Amelia è una mamma single che non ha mai dimenticato il marito morto in un incidente stradale lo stesso giorno in cui è nato suo figlio Samuel. Le è sempre più difficile tirare avanti anche perché il bambino è molto irrequieto, ha difficoltà a socializzare e pare ossessionato dall’arrivo di un mostro terribile. Ogni sera Amalia per farlo addormentare gli legge un libro ma, un giorno, spunta fuori dal nulla uno strano volume dal titolo Babadook dove si legge di un mostro spaventoso che non si placa finché non uccide. Samuel rimane molto turbato dal racconto e i suoi problemi sembrano addirittura aumentare mentre Amelia, sempre più esausta ed esasperata dal figlio, comincia a credere che qualcosa di sinistro stia accadendo davvero intorno a lei.
Dimenticate i classici film dell’orrore con il mostro dentro all’armadio, Babadook dell’esordiente regista australiana Jennifer Kent, parla di cose ben più terrificanti.
Non è un caso infatti che l’etichetta Midnight Factory, nata per proporre in Italia il meglio della produzione horror e fantasy mondiale (tra cui l’attesissimo The Green Inferno di Eli Roth), abbia scelto proprio Babadook per esordire sul mercato. Il film infatti ha avuto molti riconoscimenti all’estero ed è stato considerato dal New York Film Critics Circle Awards la miglior opera prima del 2014, per aver saputo usare il classico tema horror del mostro, in modo davvero originale e spaventoso. Jennifer Kent descrive alla perfezione il ménage tra una madre sola sull’orlo di una crisi nervosa e suo figlio, all’apparenza troppo inquieto (e inquietante).
Il punto di vista adottato dalla regista rimane sempre ancorato alla madre che, ci viene spiegato, lasciata sola dalla famiglia e dalla società, è incapace di affrontare sia la perdita del marito sia il comportamento violento del figlio. Ed è proprio questa la differenza più marcata tra Babadook e il classico film di genere, in cui lo sguardo è quanto di più oggettivo possa esserci per (di)mostrare allo spettatore che il mostro esiste davvero.
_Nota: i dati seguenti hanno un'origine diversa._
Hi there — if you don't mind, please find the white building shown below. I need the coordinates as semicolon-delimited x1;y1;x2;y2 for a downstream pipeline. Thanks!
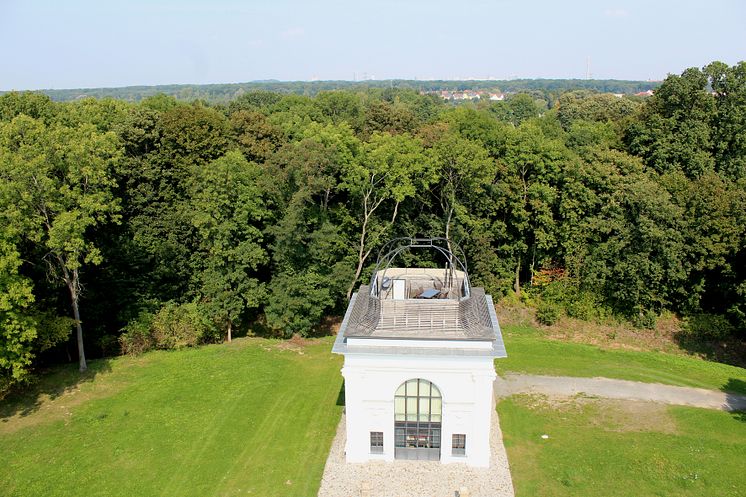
333;239;506;466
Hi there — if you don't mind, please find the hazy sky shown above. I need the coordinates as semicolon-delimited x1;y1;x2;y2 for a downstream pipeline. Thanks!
0;0;746;90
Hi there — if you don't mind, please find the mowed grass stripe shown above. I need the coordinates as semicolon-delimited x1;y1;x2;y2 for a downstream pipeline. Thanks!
497;395;746;497
495;326;746;394
0;339;342;496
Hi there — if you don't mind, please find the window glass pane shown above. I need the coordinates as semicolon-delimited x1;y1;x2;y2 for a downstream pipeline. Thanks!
407;380;417;397
419;397;430;421
407;397;417;421
420;380;431;397
394;397;404;421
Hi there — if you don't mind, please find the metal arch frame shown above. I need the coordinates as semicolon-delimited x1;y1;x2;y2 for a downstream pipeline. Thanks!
370;237;471;299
La Kent invece gioca con le convinzioni di chi questo meccanismo lo conosce bene, rimanendo sapientemente in bilico tra reale e irreale, tra quello che la mente esausta di Amelia vede e ciò che accade davvero.
La regia è solo all’apparenza minimale, attenta invece a ogni più piccolo dettaglio senza lasciarsi mai prendere la mano dalle solite scene da horror estivo, con il mostro che compare dietro l’angolo. La fotografia livida è quasi espressionista, e Essie Davis dai capelli biondissimi e senza un filo di trucco, incarna una fragilità perfetta e dolcissima.
L’epilogo poi è un vero capolavoro che dimostra come il cinema fantastico, se ben pensato, riesca a raccontare le pieghe più terrificanti della realtà meglio di qualsiasi film realista.